It was clear now that the war would not be won by Christmas when Britain had so confidently expected to be celebrating victory – but it was not immediately obvious that an era had ended. The cut and thrust of old-style warfare, the beguiling panoply of flashing swords, the glittering lances, of flying pennants, the sound of drums and bugles, the hammer of hooves, the dash and glory of the charge – all these were not entirely dead, but they had begun their dying. So too had feudal concepts of service and duty, for so long bred in the bone.
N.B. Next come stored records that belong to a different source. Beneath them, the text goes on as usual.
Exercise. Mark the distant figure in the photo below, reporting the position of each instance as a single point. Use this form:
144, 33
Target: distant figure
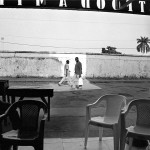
77, 79
66, 76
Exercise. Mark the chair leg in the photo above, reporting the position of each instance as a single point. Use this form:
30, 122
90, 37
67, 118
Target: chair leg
86, 135
15, 147
130, 143
116, 137
100, 133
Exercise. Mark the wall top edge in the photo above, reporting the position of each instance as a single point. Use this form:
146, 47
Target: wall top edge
47, 52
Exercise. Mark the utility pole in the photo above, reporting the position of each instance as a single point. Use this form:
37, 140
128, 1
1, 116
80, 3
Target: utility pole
2, 43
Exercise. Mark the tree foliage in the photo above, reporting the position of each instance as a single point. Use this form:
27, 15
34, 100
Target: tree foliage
143, 46
110, 50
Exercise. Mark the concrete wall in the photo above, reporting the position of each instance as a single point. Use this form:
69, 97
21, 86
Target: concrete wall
94, 65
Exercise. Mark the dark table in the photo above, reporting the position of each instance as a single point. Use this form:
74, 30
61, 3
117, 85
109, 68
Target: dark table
4, 85
31, 92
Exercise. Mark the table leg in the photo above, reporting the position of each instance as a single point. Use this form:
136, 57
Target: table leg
48, 105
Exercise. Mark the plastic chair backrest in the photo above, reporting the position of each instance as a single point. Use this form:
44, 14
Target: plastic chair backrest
114, 105
143, 111
28, 111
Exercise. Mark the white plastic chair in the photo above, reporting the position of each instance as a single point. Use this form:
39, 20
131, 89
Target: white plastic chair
111, 118
141, 128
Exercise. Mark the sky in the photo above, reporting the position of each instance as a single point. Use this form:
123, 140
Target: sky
71, 31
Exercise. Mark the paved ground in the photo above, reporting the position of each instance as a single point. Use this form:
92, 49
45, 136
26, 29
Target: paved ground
68, 106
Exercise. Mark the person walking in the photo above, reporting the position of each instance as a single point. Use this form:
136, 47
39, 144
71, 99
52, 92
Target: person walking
77, 79
66, 76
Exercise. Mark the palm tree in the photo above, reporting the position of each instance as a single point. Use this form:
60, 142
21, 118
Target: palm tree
143, 46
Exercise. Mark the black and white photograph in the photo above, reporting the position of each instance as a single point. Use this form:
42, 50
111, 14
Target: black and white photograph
74, 74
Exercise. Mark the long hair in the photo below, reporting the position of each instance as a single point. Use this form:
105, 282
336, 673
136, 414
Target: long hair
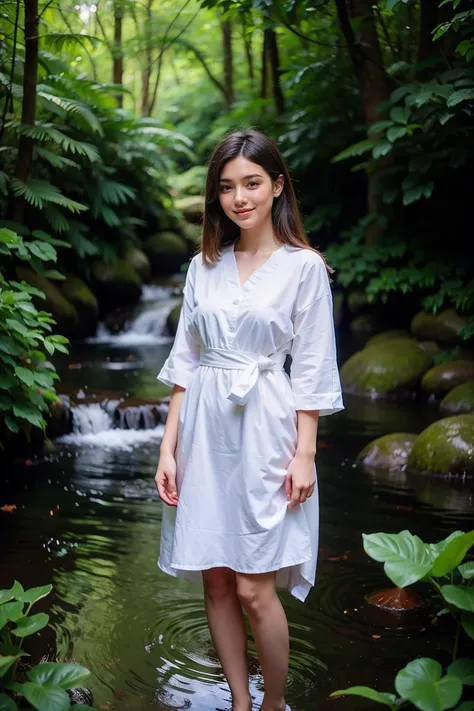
218, 230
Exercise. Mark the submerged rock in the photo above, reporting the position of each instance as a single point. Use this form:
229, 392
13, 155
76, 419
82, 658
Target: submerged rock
445, 376
64, 313
79, 294
459, 399
444, 326
390, 335
388, 452
445, 447
396, 599
139, 261
173, 318
167, 251
192, 208
116, 284
389, 367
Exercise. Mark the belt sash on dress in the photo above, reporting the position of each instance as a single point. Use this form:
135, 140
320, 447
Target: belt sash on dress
251, 365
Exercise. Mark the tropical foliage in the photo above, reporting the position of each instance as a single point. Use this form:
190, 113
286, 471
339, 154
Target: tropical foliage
43, 686
408, 560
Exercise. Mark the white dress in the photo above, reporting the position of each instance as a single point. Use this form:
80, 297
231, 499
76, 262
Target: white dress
237, 427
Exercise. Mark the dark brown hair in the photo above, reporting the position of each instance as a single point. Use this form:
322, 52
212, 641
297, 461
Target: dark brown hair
219, 230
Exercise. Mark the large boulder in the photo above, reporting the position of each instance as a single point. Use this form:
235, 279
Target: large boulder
192, 208
78, 293
167, 251
445, 376
390, 335
445, 447
393, 366
173, 318
444, 326
116, 284
139, 261
63, 312
459, 399
388, 452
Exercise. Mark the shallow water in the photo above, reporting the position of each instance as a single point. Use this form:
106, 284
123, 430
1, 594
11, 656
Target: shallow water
88, 520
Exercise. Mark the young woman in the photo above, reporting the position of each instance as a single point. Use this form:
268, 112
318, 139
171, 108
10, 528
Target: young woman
236, 466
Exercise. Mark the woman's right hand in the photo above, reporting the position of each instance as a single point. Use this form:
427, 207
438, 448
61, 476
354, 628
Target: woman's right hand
165, 479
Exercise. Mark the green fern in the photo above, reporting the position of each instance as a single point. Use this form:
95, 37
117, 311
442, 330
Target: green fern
38, 192
115, 193
70, 106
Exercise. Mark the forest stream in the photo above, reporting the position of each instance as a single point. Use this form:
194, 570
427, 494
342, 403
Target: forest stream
87, 519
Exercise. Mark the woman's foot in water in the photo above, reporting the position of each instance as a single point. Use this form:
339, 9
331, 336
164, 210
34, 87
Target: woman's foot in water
244, 705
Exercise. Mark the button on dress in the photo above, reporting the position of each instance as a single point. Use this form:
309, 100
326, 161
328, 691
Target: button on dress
237, 431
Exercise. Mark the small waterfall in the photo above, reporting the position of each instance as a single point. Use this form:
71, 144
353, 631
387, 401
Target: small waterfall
108, 425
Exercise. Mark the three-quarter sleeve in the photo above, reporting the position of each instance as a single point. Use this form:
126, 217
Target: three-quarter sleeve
314, 371
184, 356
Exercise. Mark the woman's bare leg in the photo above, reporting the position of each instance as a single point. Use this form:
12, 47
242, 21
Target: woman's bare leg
259, 598
226, 624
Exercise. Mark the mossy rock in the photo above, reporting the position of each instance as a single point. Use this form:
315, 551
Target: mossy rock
167, 251
389, 335
356, 301
116, 284
62, 310
430, 347
445, 376
192, 208
393, 366
79, 294
173, 318
445, 447
459, 399
139, 261
388, 452
443, 327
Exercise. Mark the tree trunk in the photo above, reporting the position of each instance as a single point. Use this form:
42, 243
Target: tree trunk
117, 72
228, 66
264, 86
274, 65
28, 110
248, 51
367, 60
146, 73
428, 21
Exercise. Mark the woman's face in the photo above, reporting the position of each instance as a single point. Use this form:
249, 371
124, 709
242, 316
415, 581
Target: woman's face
246, 192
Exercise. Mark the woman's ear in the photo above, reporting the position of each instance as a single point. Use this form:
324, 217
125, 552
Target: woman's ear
278, 186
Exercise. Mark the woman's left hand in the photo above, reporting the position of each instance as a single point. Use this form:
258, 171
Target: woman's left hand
300, 479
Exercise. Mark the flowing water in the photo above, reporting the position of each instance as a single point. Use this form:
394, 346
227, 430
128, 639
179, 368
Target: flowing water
87, 519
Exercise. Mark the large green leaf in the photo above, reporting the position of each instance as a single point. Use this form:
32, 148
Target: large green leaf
421, 683
464, 669
10, 612
30, 625
7, 703
467, 622
64, 676
406, 558
459, 595
46, 698
367, 693
34, 594
467, 570
6, 662
452, 555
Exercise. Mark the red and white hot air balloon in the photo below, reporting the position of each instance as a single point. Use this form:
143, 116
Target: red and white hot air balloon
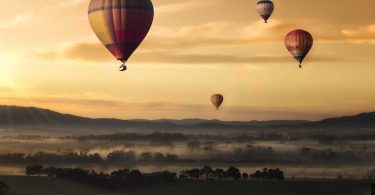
265, 9
299, 43
217, 100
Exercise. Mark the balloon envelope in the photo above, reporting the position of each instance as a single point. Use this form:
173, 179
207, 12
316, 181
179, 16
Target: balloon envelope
217, 100
265, 9
121, 25
299, 43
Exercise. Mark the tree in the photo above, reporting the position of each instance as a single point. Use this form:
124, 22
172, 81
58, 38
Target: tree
34, 170
4, 188
234, 173
245, 176
194, 145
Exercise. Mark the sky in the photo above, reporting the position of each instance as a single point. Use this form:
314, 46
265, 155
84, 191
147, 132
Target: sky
50, 58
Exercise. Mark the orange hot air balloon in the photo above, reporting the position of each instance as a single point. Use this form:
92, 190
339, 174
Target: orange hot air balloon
299, 43
121, 25
217, 100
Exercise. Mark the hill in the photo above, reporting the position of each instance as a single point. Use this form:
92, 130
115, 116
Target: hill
15, 118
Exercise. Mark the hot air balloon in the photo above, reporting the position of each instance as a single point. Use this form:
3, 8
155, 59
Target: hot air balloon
217, 100
265, 9
121, 25
299, 42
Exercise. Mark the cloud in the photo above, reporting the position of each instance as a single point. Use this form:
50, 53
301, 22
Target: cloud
180, 6
184, 45
360, 35
17, 21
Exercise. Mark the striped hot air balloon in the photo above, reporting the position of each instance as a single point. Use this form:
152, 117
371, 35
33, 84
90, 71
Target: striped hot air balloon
121, 25
299, 43
265, 9
217, 100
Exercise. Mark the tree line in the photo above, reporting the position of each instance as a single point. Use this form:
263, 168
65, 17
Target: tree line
231, 173
114, 157
124, 178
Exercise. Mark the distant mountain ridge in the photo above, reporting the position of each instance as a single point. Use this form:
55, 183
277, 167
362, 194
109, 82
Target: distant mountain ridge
15, 117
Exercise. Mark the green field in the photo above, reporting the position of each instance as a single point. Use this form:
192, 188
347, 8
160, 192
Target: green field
22, 185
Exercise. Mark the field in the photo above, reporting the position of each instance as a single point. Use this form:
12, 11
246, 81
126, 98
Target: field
22, 185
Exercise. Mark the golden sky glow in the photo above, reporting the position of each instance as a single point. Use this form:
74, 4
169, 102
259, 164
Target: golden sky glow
50, 58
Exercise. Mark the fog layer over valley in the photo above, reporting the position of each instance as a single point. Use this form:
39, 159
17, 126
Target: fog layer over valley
300, 155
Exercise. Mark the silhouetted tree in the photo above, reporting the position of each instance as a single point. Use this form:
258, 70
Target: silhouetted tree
245, 176
234, 173
4, 188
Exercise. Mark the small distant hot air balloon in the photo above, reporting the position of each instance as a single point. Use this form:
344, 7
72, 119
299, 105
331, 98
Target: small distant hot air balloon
265, 9
299, 42
217, 100
121, 25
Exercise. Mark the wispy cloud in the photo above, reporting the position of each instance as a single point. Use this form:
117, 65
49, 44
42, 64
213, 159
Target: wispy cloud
360, 35
180, 6
17, 21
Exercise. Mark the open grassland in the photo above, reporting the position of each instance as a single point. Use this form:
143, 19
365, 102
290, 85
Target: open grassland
22, 185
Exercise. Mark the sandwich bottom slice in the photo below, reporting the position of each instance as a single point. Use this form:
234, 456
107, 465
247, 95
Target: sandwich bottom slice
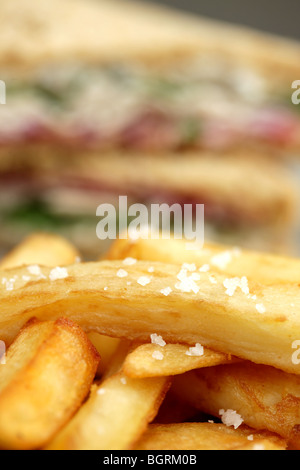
248, 201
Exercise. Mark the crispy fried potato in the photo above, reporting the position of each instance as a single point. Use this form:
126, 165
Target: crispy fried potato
48, 373
172, 359
41, 248
264, 397
175, 410
106, 347
252, 321
115, 415
207, 436
262, 267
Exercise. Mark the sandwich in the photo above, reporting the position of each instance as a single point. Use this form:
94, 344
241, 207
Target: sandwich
107, 98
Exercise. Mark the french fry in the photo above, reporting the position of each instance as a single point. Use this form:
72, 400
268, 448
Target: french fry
172, 359
249, 320
106, 347
264, 397
263, 267
207, 436
175, 410
41, 248
48, 372
115, 415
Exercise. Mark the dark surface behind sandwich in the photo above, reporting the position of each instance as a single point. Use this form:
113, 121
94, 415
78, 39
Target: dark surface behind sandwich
272, 16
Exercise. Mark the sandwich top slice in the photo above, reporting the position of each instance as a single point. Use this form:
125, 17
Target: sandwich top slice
118, 74
110, 96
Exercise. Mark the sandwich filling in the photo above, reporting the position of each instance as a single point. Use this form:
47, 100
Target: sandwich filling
195, 104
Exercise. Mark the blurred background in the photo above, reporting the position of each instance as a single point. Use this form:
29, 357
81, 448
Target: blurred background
93, 118
275, 17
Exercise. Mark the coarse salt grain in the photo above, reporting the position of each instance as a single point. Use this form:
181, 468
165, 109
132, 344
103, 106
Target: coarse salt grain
34, 269
144, 280
122, 273
187, 282
189, 267
158, 355
129, 261
204, 268
258, 447
166, 291
231, 418
260, 308
197, 350
58, 273
157, 339
212, 279
221, 260
233, 283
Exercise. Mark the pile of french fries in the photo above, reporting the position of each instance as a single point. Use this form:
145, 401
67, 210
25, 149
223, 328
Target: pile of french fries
153, 347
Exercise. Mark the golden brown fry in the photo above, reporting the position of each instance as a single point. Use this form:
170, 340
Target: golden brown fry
106, 347
48, 373
115, 415
175, 410
262, 267
260, 325
41, 248
172, 359
264, 397
207, 436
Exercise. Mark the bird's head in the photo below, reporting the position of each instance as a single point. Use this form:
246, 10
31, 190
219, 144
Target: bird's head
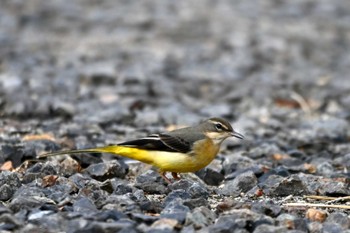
218, 129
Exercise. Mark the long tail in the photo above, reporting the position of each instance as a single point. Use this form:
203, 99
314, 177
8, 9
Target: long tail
129, 152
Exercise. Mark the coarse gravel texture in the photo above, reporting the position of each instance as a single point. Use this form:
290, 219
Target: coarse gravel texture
79, 74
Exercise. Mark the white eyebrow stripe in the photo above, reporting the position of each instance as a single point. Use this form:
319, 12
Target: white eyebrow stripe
218, 122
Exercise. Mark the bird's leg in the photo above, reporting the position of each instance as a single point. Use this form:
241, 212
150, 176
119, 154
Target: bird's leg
175, 176
162, 174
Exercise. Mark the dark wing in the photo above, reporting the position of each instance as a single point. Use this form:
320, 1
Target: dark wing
161, 142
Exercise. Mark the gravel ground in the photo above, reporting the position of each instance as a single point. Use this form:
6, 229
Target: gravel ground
90, 73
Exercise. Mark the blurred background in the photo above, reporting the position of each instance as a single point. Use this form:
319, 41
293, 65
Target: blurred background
174, 62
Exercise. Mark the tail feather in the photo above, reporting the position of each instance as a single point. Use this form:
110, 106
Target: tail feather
129, 152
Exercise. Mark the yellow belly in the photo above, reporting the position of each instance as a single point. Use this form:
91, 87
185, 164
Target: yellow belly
205, 150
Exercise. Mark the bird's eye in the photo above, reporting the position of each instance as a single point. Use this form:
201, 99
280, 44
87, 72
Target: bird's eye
218, 126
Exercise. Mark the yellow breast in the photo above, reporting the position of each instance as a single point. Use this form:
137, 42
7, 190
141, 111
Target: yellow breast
204, 152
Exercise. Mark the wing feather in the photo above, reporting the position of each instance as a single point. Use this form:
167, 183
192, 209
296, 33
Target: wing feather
161, 142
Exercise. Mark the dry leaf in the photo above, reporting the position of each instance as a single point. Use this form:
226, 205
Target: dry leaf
316, 215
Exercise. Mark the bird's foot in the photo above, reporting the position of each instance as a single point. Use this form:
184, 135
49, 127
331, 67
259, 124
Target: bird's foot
174, 175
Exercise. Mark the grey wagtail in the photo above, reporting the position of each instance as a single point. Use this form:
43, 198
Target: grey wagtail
182, 150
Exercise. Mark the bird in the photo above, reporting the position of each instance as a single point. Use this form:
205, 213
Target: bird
182, 150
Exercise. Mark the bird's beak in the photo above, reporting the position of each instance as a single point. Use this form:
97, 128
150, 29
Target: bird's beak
237, 135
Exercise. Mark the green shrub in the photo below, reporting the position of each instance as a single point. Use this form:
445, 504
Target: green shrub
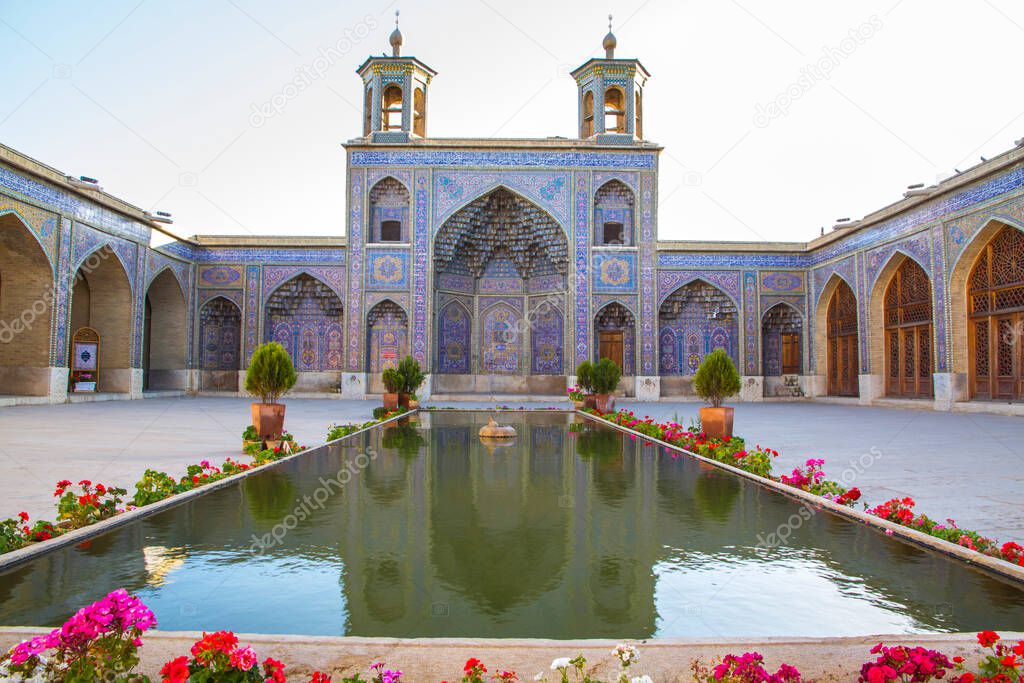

By the end of 1914, the Army had suffered 90 per cent casualties. Of course, they were not all dead. There were many, like Private Godley who defended the bridge at Mons, like the Gordons left behind at Le Cateau, who were captured and marched off to long imprisonment in Germany. Many of the wounded recovered, like Rory Macleod, and in due course returned to the war. And there was a nucleus of surviving officers and men to help turn a happy-go-lucky mob of civilians into soldiers and to form the backbone of the citizens’ armies when eventually they took the field. But the Regulars were finished as a single fighting force.
Debrett’s Peerage did not appear as it usually did in early spring; so many sons of the aristocracy were dead, so many baronets, and lords, and knights, so many heirs to great lands and titles had been killed, that it took the editors many months to revise the entries of almost every blue-blooded family in the United Kingdom. The Grosvenors, the Worsleys, the Desboroughs, Gordon-Lennoxes, Crichtons, Dawnays, Fitzclarences, Cecils and Cholmeleys, Manners and Wellesleys – the list went on and on. When it finally did appear, the 1915 edition of Debrett made very sorry reading.
The Smiths, the Browns, the Robinsons, the Jones and the Atkins had suffered too. But their losses, though they shocked the Empire, appeared merely as statistics. Killed 8,631. Missing 40,342. Wounded 37,264. By the end of the year the casualties, including officers, amounted to ninety thousand men.
The heady days were not quite over, but henceforth it would be a different kind of war. The thin line of troops was settling down for the winter, strengthening the line, burrowing like animals into the earth. There, much like animals, they would live or they would die, in the miseries and dangers of the trenches. All that was over by Christmas was the first wild wave of illusion. A grim awareness began to dawn that this war would be won by grit and not by glory.